This article is based on “From Plate to Plough: In the shade of solar trees” which appeared in The Indian Express on 5th August 2019. It talks about the use of Solar Trees for addressing the energy crisis and moving towards the goal of doubling the farmer's income.

Recently, the minister of the state of agriculture admitted that current policies will fall short of the goal of doubling farmer's income by 2022. In this context, the narrative of turning Annadata (farmer) into Urjadata (producer of solar power) as highlighted by Finance Minister in Budget 2019, can provide multidimensional benefits.

Doubling the Farmer's Income.

  • Indian PM in 2016 set the goal of double farmers’ income by 2022, in pursuance of which Ashok Dalwai committee was set up.
  • The committee held that for doubling real incomes, it would require a growth rate of 10.4% per year over seven years (over a base income of 2015-16).
  • Given that India's agricultural income growth has been hovering around 3-4% over several decades, doubling of farmer's income by 2022, may seem a distant dream.
  • However, harnessing solar energy can help double farmer's income within a year or two.

Harnessing Solar Energy With Agriculture

  • India faces the challenge of overcoming its energy crisis and increasing its economic growth while being environmentally responsible.
  • In pursuit of renewable energy generation, India has launched the International Solar Alliance and set a target of producing 100 GW of solar power by 2022.
  • Government has launched Kisan Urja Suraksha evam Utthaan Mahabhiyan (KUSUM) scheme to harness the solar energy.
    • KUSUM scheme seeks to replace all diesel pump-sets with solar pumps and the excess power generated through solar panels will be purchased by state governments at a price that gives the farmer a good profit.
    • Also, to develop solar power, bids are invited from large business players to develop solar parks.
  • However, one of the issues regarding KUSUM scheme and solar parks is that decreasing solar costs forces state governments to revise the costs of pre-purchased agreements (PPA) downwards, thereby making investment unviable.

KUSUM Scheme

It seeks to provide:

  • Installation of grid-connected solar power plants each of capacity up to 2 MW in the rural areas.
  • Installation of standalone off-grid solar water pumps to fulfil irrigation needs of farmers not connected to the grid.
  • Solarization of existing grid-connected agriculture pumps to make farmers independent of grid supply and also enable them to sell surplus solar power generated to DISCOMs and get an extra income.
  • Solarization of tube-wells and lift irrigation projects of the Government sector.

Way Forward

  • Encouraging farmers to grow “Solar Trees” on their lands, can provide with the twin benefits:
    • Solar Trees at a height of about 10-12 feet will provide enough sunlight to plants below.
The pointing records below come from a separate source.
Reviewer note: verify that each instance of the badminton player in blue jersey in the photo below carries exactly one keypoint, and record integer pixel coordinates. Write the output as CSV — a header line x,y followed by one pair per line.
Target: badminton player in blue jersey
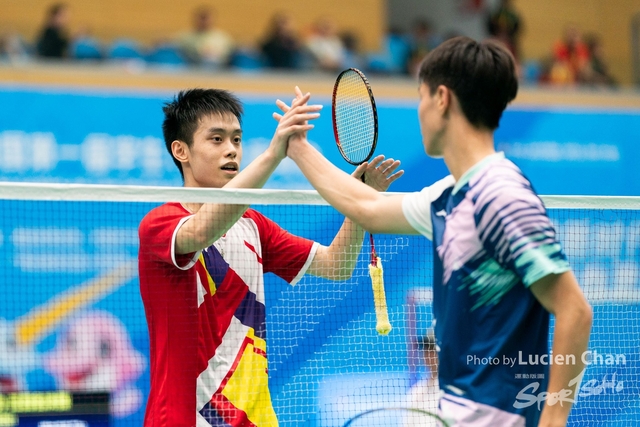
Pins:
x,y
499,270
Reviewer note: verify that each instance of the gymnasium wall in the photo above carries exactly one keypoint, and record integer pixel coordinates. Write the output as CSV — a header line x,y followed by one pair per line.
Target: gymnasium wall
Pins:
x,y
152,20
543,22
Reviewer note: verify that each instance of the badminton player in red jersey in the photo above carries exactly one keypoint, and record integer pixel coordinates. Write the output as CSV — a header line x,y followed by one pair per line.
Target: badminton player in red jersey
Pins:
x,y
201,266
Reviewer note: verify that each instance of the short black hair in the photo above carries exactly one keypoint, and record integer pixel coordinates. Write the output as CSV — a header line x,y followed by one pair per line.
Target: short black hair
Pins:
x,y
184,112
482,75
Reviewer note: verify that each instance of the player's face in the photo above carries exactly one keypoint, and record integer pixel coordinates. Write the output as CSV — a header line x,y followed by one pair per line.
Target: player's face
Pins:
x,y
216,152
430,122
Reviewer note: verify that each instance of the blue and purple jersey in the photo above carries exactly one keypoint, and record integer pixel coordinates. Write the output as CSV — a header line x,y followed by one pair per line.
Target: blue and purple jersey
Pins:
x,y
492,239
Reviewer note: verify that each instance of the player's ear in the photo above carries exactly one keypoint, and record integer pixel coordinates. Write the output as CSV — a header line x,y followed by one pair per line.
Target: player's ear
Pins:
x,y
180,151
443,99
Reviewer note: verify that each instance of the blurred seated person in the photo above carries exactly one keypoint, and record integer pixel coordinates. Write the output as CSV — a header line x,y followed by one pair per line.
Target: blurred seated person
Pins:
x,y
352,56
570,58
13,48
325,46
421,41
205,44
425,394
504,25
597,71
53,40
281,47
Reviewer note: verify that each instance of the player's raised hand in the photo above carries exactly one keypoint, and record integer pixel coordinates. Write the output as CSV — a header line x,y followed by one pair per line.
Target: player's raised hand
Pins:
x,y
379,173
294,120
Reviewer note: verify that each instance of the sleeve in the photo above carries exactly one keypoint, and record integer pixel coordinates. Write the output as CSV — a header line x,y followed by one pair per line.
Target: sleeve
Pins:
x,y
284,254
515,230
416,207
158,231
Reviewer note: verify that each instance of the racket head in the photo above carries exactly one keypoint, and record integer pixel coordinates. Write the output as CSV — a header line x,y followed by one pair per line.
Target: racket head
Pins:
x,y
394,417
355,116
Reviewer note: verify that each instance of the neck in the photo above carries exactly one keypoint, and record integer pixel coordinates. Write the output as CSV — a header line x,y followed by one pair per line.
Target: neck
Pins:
x,y
465,146
190,182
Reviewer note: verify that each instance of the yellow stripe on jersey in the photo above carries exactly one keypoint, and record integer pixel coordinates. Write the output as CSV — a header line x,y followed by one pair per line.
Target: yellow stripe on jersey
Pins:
x,y
212,285
248,389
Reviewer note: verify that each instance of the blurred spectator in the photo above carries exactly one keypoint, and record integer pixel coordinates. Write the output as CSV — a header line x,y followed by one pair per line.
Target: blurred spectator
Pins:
x,y
325,46
425,394
421,41
570,58
54,39
597,71
281,47
13,48
504,25
205,44
352,56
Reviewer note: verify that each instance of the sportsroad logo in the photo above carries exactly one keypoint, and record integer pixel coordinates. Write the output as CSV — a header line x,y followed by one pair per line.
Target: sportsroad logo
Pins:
x,y
587,358
529,395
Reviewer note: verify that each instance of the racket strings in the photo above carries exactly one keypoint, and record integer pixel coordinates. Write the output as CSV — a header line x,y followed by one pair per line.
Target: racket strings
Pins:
x,y
354,118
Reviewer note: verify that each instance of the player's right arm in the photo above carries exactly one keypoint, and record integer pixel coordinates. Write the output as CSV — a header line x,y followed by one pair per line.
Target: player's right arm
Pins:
x,y
357,201
212,220
561,296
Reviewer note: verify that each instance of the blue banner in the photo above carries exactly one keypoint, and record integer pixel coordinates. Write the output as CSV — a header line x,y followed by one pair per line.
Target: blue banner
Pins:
x,y
93,137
It does not impact their productivity as there is ample sunlight coming from the sides for photosynthesis.
    • Thereby the farmer can keep growing two irrigated crops.
    • And the solar tree generates a lot of excess power that can be purchased by the state government.
    • Therefore there can be increased income augmentation. In one acre land, 500 Solar Trees can be planted.
    • Solar Trees are being deployed in many countries from Japan to China to Germany.

Solar Tree

  • Solar energy is renewable and clean in nature and presents a better alternative over other methods of electricity production.
  • However, the availability of land of installing solar panels on a large scale is often a hurdle in the progress of renewable energy.
  • This problem is resolved by Solar Tree.
    • The Solar Tree is much like that of a real tree, where solar panels(act like leaves) connected through metal branches using sunlight to make energy.
    • Solar trees need nearly 100 times less space to produce the same amount of electricity as a horizontal solar plant. For eg:
      • Central Mechanical Engineering Research Institute (CMERI), in West Bengal’s Durgapur, has designed and developed, a solar tree that takes up only four square feet of space and produces about three kilowatts of power.
    • The Solar Trees are also suitable for use in off-the-grid remote areas.
  • Mobilising enough capital to instal these Solar Trees remains one of the problems.
    • For the investment in Solar Trees, bids from big corporates can be invited.
    • Farmers can be given Rs one lakh/acre per annum as net income, with a fair rate of increment every year.
    • This can easily double their income and farmers will not have to mobilise capital for solar pumps. That is done by other investors, who also make a profit in the process.
  • It is difficult for any government to implement 619 recommendations given by the Ashok Dalwai Committee even in five years.
    • For effective implementation recommendations of Ashok dalwai committee must be summarised and prioritised to just 5-10 recommendations for one year.

Saffron revolution (by Solar Trees), will transform Annadata to Urjadata, which also resolve the arduous challenge of supplying accessible and affordable energy to help alleviate poverty and meet energy demands that are necessary for economic growth.

Drishti Input

Discuss the role of solar energy in resolving the arduous challenge of supplying accessible and affordable energy to help alleviate poverty and meet energy demands that are necessary for economic growth. Also, highlight the benefits of Solar Tree in this regard?